Adalbert Stifter

Adalbert Stifter

Adalbert Stifter was born in the small mercantile town of Oberplan (now Horní Planá, in the Czech Republic) in 1805. He was the eldest son of Johan Stifter, who died in 1817 crushed by a train. Although the family did not have much money, Stifter was educated at the Benedictine Gymnasium of Kremsmünster, and in 1826 he enrolled at the University of Vienna to study law. In 1828 he fell in love with Franny (Franziska) Greipl but, after five years of relationships, his parents forbade him to continue seeing her. It was a loss that Stifter could never recover from. In 1835 he became engaged to Amalia Homaupt, with whom he married in 1837. It was an unhappy marriage. Stifter and his wife, unable to conceive children, adopted, over the years, three of Amalia's nieces. One of them would escape and another, Juliana, disappeared and was found floating on the Danube four weeks later. While living in Vienna, Stifter earned his living precariously as guardian of the offspring of the Viennese aristocracy. Assiduous to the intellectual life of the Austrian capital, it was usual to find him in the famous Burgtheater and literary cafes accompanied by figures such as Franz Grillparzer, Joseph von Eichendorff or Robert and Clara Schumann. After visiting the city of Linz in 1848, he decided to settle there a year later. His physical and mental health began to worsen in 1863, and in 1867 he became ill with cirrhosis. Plunged into a deep depression, he cut his neck on the night of January 25, 1868, and died two days later.

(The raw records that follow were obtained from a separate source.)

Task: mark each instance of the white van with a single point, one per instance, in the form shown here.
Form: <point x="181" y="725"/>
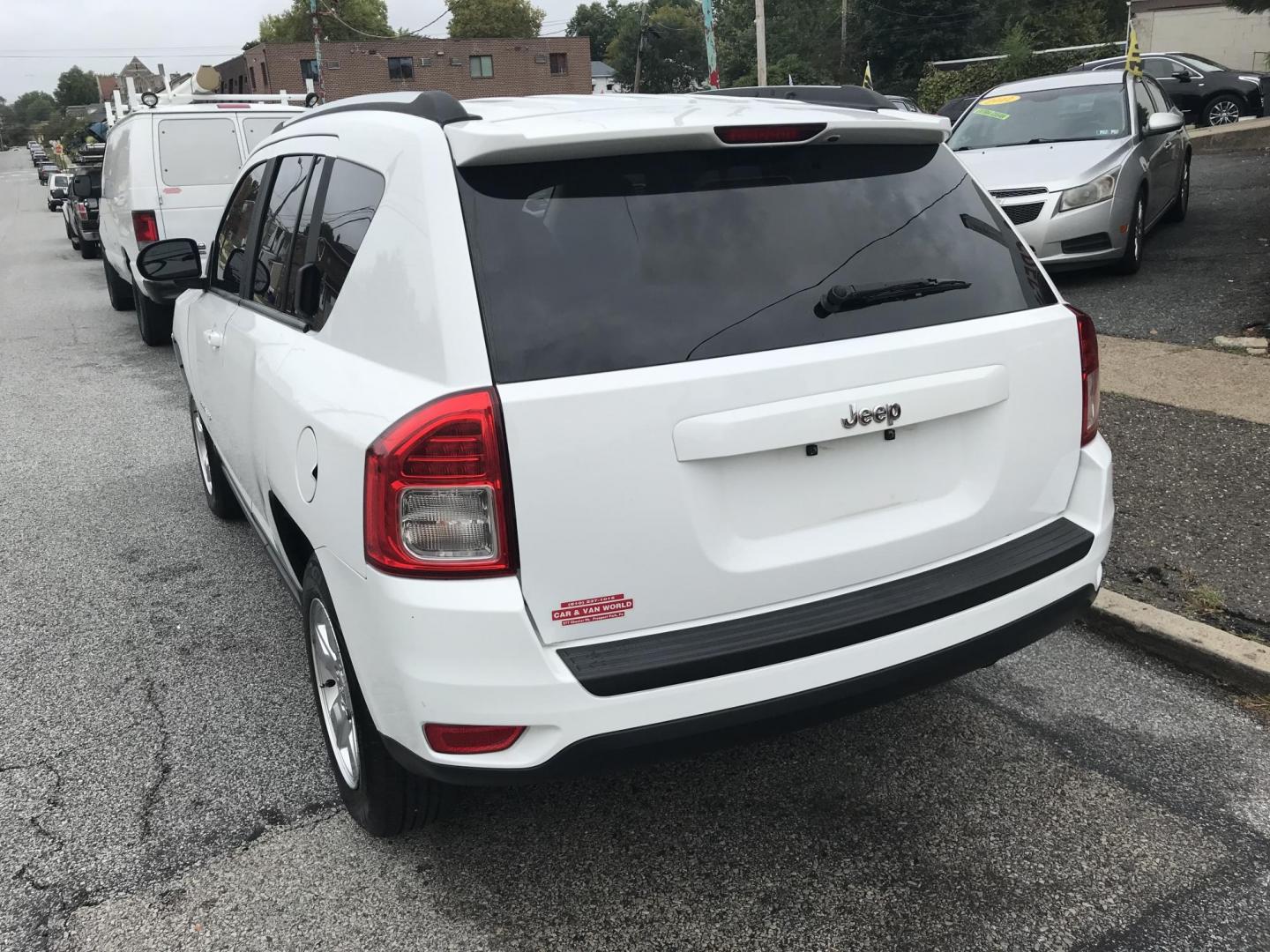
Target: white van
<point x="168" y="173"/>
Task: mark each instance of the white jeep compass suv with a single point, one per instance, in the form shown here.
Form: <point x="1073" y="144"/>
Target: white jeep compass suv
<point x="597" y="428"/>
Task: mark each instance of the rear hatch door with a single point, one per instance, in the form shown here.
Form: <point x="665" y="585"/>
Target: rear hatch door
<point x="689" y="438"/>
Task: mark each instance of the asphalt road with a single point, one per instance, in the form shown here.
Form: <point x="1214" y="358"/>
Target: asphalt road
<point x="163" y="784"/>
<point x="1199" y="279"/>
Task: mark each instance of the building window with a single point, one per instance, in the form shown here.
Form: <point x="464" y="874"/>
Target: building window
<point x="400" y="68"/>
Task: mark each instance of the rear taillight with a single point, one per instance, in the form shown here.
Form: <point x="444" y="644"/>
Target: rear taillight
<point x="1090" y="398"/>
<point x="438" y="499"/>
<point x="470" y="738"/>
<point x="145" y="227"/>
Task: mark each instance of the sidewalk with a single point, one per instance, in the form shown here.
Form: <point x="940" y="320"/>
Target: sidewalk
<point x="1191" y="432"/>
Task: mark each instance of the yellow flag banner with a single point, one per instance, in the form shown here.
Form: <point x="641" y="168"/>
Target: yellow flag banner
<point x="1132" y="57"/>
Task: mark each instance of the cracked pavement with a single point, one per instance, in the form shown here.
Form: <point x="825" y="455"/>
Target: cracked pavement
<point x="163" y="784"/>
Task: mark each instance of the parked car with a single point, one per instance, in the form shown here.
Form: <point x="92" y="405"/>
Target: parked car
<point x="1206" y="92"/>
<point x="168" y="170"/>
<point x="776" y="509"/>
<point x="58" y="183"/>
<point x="954" y="108"/>
<point x="1084" y="164"/>
<point x="80" y="211"/>
<point x="905" y="103"/>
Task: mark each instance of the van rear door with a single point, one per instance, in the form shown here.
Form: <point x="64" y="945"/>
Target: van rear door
<point x="712" y="403"/>
<point x="197" y="160"/>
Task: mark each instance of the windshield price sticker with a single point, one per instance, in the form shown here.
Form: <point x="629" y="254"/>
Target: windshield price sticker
<point x="592" y="609"/>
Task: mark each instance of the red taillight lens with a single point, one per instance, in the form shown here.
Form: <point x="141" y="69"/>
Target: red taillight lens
<point x="470" y="738"/>
<point x="438" y="499"/>
<point x="145" y="227"/>
<point x="1090" y="398"/>
<point x="768" y="135"/>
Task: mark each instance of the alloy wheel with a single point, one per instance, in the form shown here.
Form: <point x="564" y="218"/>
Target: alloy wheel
<point x="1223" y="113"/>
<point x="334" y="695"/>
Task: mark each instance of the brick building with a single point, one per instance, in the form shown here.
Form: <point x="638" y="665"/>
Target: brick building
<point x="467" y="69"/>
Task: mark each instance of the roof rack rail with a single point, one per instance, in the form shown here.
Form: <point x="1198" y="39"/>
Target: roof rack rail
<point x="190" y="93"/>
<point x="432" y="104"/>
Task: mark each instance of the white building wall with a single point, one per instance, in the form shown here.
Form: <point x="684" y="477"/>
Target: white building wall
<point x="1238" y="40"/>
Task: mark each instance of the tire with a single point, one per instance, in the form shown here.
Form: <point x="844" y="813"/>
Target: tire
<point x="383" y="796"/>
<point x="216" y="487"/>
<point x="1221" y="111"/>
<point x="1132" y="259"/>
<point x="117" y="288"/>
<point x="153" y="320"/>
<point x="1177" y="210"/>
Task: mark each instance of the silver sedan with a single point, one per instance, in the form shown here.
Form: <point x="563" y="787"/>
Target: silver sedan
<point x="1084" y="164"/>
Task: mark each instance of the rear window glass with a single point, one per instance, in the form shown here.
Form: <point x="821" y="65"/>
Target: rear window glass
<point x="198" y="152"/>
<point x="606" y="264"/>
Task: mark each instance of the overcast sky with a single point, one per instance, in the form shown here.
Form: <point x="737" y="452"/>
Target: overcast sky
<point x="41" y="38"/>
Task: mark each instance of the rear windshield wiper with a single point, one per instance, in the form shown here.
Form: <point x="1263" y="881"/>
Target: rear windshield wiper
<point x="852" y="297"/>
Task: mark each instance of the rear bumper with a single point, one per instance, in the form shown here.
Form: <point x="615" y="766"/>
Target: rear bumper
<point x="467" y="652"/>
<point x="687" y="735"/>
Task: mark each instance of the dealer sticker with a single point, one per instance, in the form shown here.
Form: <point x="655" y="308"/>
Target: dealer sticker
<point x="592" y="609"/>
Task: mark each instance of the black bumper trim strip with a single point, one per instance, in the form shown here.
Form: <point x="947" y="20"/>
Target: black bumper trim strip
<point x="724" y="648"/>
<point x="707" y="732"/>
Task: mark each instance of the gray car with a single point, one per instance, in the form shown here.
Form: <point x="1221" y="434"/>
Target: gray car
<point x="1084" y="164"/>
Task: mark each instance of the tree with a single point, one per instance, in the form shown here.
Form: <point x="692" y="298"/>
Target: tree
<point x="600" y="23"/>
<point x="354" y="19"/>
<point x="77" y="88"/>
<point x="470" y="19"/>
<point x="675" y="48"/>
<point x="34" y="107"/>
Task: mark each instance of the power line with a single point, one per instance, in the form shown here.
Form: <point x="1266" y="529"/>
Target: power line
<point x="923" y="16"/>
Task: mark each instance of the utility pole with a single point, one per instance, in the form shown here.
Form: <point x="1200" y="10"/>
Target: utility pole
<point x="842" y="42"/>
<point x="639" y="48"/>
<point x="761" y="41"/>
<point x="322" y="89"/>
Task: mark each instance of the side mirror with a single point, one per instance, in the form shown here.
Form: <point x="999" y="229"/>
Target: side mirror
<point x="1160" y="123"/>
<point x="308" y="291"/>
<point x="173" y="262"/>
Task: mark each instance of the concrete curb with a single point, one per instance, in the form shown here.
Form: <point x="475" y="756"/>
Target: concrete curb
<point x="1249" y="136"/>
<point x="1238" y="661"/>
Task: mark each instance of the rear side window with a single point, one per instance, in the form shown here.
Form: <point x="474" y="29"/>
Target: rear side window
<point x="198" y="152"/>
<point x="606" y="264"/>
<point x="274" y="267"/>
<point x="228" y="251"/>
<point x="348" y="206"/>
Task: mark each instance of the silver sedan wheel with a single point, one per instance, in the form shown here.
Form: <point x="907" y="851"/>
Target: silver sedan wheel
<point x="1223" y="113"/>
<point x="334" y="695"/>
<point x="205" y="462"/>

Considered one of the most important authors in the German language of the nineteenth century, he owes works of the importance of Abdias (1842, edited in Spanish by Nordic Books, 2008), The bachelor (Spanish version of Der Hagestolz, 1944, published by Impedimenta, 2009), Brigitta (1844, in Spanish, Bartleby, 2008), The Colored Stones (1853), Witiko (1867) and especially The Late Summer (1857), in Spanish, Pre-Textos, 2008). The path in the forest (Der Waldsteig), a small and delightful work completed in 1845, combines all the virtues that make Stifter a true genius: the descriptions of wild landscapes and the spirit of German Romanticism, all bathed in an easy-going a candor that we rarely see reflected in a literary work with such delicacy.